La noche. Bendita noche cuando se presentó. Las lágrimas que aguantó y después derramó. Me las bebí cuando dudó, temblorosa. La inseguridad y miedo, lo llevaba adherido a su ser desde hacía unos años. Y por mucho que pudiera decirle —sin sentirse rechazada como le había pasado—, en una noche no iba a desaparecer. La amenacé con volver a plantarla en el jardín todas las veces que fuera necesario. Solo quise que confiara en mi. Después se durmió sin que pudiera repetir tal como le había pedido cuando acabamos.
Era las diez de la mañana. Alice llevaba puesto mi kimono. Nos habíamos duchado: ¿Juntos? No. Mis ganas. La ducha era pequeña y hubiéramos tenido que hacer más filigranas que un contorsionista. Pero recreé mi vista todo lo que pude cuando fue su turno. El baño matutino que debió ser energizante, nos produjo el efecto contrario a ambos, dejándonos por completo laxos. Y nada más salir del baño de nuevo nos acostamos. Cogió la misma postura con la que estuvo durmiendo en la noche. La posición de «cucharita», me gustó tanto como a ella. La cual pude abarcar cubriéndola, donde mi pierna rodeó las suyas y mi brazo su pecho. Mi mano ya conocía de memoria el camino de curvas y oscilaciones de su cuerpo. Comencé a acariciar con la yemas de los dedos su pecho que se irguió nada más lo rocé.
—¿Sabes que quiero ahora? —La suavidad en su voz me dio la esperanza que quería lo mismo que yo.
—Mmm.. déjame adivinar. —Saqué la mano intrusa de interior del kimono y la desplacé hasta su entrepierna que cubrí con la palma—. Aquí es donde quiero volver a estar y que vuelvas a troncharme la cintura con esas piernas de acero que Dios te ha dado. —No veía su rostro, pero su cabeza negó—. ¡¿Cómo que no?!
Tuvo el descaro de reírse después de pisotear la ilusión de un polvo mañanero. No me iba a dar por vencido fácilmente. Acaricié con los labios su oído, besé el pulso latente en su cuello. Mientras los dedos de una mano jugaban con mechones todavía húmedos en su cabello, la otra comenzó a reptar por su vientre en el cual me detuve al sentir un pequeño león gruñendo dentro.

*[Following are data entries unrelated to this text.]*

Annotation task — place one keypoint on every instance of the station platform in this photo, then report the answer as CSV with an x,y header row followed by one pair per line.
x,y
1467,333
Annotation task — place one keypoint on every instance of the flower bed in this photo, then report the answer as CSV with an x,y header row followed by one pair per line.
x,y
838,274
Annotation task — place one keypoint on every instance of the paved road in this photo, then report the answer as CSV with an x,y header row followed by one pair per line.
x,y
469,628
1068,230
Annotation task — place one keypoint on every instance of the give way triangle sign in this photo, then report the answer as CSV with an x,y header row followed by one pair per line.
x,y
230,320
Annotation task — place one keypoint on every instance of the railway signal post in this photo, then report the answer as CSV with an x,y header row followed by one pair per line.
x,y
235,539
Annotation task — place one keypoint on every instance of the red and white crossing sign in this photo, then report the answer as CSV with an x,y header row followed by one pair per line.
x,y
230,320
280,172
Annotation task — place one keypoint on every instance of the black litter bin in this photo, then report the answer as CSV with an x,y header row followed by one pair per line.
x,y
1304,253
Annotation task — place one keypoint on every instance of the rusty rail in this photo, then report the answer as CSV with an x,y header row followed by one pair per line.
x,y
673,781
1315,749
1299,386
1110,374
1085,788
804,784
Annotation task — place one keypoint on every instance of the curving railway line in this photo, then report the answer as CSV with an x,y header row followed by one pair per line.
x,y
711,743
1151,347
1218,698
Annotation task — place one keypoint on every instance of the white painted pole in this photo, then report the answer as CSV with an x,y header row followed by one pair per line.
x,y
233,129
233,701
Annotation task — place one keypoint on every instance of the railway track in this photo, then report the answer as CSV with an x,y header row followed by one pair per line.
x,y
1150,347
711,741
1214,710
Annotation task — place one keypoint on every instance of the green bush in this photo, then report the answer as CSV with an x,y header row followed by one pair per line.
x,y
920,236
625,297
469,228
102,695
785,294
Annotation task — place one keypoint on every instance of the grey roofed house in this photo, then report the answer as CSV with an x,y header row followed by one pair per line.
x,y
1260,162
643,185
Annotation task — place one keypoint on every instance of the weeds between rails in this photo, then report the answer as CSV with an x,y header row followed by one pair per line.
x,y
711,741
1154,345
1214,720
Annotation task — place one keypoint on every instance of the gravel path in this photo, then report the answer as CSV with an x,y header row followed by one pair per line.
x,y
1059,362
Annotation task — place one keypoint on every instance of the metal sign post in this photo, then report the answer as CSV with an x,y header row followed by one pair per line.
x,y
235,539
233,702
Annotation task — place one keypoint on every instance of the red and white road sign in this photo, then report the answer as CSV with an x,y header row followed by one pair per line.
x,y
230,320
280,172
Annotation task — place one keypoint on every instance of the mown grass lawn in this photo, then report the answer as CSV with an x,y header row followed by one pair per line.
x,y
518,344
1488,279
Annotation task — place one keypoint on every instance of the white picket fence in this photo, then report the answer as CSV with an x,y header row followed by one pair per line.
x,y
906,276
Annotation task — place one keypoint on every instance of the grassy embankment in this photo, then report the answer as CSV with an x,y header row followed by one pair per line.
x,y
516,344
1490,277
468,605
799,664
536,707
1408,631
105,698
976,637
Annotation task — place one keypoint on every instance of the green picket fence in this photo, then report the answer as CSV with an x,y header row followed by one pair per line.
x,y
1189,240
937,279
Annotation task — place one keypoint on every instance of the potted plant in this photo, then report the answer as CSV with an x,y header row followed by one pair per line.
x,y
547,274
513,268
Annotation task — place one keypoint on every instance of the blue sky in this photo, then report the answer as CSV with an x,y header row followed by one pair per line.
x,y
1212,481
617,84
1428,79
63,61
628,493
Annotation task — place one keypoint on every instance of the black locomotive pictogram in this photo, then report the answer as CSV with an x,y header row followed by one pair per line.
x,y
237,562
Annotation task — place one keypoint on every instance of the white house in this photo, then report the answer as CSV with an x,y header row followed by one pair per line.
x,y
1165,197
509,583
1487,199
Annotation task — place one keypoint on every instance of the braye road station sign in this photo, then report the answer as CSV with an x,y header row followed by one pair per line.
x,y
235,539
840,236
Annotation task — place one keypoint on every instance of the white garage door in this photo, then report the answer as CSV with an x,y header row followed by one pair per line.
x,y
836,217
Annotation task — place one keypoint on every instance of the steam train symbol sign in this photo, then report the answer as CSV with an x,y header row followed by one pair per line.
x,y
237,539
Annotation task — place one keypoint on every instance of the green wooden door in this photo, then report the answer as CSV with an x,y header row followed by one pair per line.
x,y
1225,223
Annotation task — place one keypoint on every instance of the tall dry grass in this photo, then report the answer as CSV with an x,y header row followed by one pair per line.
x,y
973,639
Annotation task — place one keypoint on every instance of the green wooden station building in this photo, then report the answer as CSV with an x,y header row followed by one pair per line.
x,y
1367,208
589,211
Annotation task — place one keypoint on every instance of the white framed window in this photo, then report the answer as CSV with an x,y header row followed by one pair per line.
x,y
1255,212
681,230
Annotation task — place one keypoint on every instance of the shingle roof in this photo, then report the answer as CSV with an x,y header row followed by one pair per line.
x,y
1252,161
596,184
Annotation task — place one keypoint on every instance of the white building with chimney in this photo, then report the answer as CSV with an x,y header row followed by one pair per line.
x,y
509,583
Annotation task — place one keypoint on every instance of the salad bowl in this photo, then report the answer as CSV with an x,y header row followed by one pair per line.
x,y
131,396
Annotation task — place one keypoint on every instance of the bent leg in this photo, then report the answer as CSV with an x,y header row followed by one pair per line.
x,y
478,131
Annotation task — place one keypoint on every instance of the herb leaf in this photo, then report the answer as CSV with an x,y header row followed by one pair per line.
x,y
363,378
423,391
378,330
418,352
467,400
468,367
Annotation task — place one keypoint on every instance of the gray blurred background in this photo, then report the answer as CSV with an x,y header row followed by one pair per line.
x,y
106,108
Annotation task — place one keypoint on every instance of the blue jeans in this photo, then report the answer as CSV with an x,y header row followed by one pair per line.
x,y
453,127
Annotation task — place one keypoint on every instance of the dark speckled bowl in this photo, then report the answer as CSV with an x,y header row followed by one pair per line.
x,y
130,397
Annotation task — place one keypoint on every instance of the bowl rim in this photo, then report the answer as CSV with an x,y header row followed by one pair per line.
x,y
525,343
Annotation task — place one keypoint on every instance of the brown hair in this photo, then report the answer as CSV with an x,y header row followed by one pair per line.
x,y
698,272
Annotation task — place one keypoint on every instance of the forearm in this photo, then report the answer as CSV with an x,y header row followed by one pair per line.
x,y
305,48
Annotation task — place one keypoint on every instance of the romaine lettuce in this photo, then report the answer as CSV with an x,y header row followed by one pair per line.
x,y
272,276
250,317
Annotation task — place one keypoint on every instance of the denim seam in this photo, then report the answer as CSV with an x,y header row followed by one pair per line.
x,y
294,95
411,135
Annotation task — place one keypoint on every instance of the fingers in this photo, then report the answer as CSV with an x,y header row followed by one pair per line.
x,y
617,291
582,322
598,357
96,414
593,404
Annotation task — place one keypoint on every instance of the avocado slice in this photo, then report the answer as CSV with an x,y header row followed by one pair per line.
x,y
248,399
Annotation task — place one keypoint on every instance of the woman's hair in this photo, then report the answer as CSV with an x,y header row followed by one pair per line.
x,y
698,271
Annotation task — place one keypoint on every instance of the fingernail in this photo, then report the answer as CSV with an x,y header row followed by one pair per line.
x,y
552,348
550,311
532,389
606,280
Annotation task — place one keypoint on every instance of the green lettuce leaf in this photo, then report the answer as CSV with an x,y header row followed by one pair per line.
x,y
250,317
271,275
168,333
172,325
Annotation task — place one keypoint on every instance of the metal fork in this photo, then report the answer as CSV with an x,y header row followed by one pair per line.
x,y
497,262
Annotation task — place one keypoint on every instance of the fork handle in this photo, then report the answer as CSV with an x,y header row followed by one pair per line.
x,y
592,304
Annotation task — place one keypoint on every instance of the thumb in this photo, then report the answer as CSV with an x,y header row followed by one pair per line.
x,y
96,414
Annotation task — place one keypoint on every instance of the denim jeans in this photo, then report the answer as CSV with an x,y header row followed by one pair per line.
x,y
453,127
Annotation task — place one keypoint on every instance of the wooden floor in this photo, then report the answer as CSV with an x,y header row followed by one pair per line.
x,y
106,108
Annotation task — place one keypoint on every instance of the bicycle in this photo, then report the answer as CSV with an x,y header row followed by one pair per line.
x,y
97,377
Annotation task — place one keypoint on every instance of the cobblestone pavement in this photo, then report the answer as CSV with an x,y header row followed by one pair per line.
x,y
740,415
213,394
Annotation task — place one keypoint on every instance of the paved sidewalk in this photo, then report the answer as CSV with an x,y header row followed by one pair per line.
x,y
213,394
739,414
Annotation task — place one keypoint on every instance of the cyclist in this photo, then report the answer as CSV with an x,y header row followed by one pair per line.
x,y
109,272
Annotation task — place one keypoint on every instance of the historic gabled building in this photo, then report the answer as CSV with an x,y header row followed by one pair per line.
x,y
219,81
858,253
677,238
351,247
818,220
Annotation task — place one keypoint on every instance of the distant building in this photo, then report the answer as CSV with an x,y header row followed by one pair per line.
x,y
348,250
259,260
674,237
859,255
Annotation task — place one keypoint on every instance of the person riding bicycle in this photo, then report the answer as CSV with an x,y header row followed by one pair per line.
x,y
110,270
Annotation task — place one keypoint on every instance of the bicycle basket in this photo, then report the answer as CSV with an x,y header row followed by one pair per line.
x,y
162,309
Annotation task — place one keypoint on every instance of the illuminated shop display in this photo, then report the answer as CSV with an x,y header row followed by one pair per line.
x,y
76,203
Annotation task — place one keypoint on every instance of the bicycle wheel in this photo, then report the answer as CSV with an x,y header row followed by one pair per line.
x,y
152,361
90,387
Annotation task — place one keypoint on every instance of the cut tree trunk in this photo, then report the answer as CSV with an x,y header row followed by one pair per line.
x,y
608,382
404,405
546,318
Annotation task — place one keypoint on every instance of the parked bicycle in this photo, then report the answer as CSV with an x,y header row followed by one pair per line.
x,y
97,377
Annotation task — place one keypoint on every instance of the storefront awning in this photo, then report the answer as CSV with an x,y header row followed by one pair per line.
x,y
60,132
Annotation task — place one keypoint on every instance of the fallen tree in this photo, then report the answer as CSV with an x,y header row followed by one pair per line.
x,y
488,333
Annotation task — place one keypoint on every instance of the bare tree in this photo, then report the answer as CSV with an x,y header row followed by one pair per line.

—Alice, ya sé que quieres. —Se giró con ojos somnolientos, rozando casi su nariz con la mia—. Que mal amo de casa soy. No hemos desayunado y anoche quemamos calorías.
—La verdad.., si que tengo un poco de hambre, anoche no cené, pero era otra cosa a lo que me refería.
—Y eso es...
—A que sigas contándome -susurró entre dientes y pestañeó varias veces—: Háblame de ti.
—«Háblame de ti, te hablaré de mi. Romperemos el miedo que nos da el amor. Háblame de ti, quiero conocer».
Alice terminó de despejarse cuando me oyó cantar. Me sorprendió su reacción porque daba por hecho que ya no lo iba a conseguir. Se subió encima de mi, recostándose sobre mi cuerpo y apoyó su barbilla sobre sus brazos cruzados en mi pecho.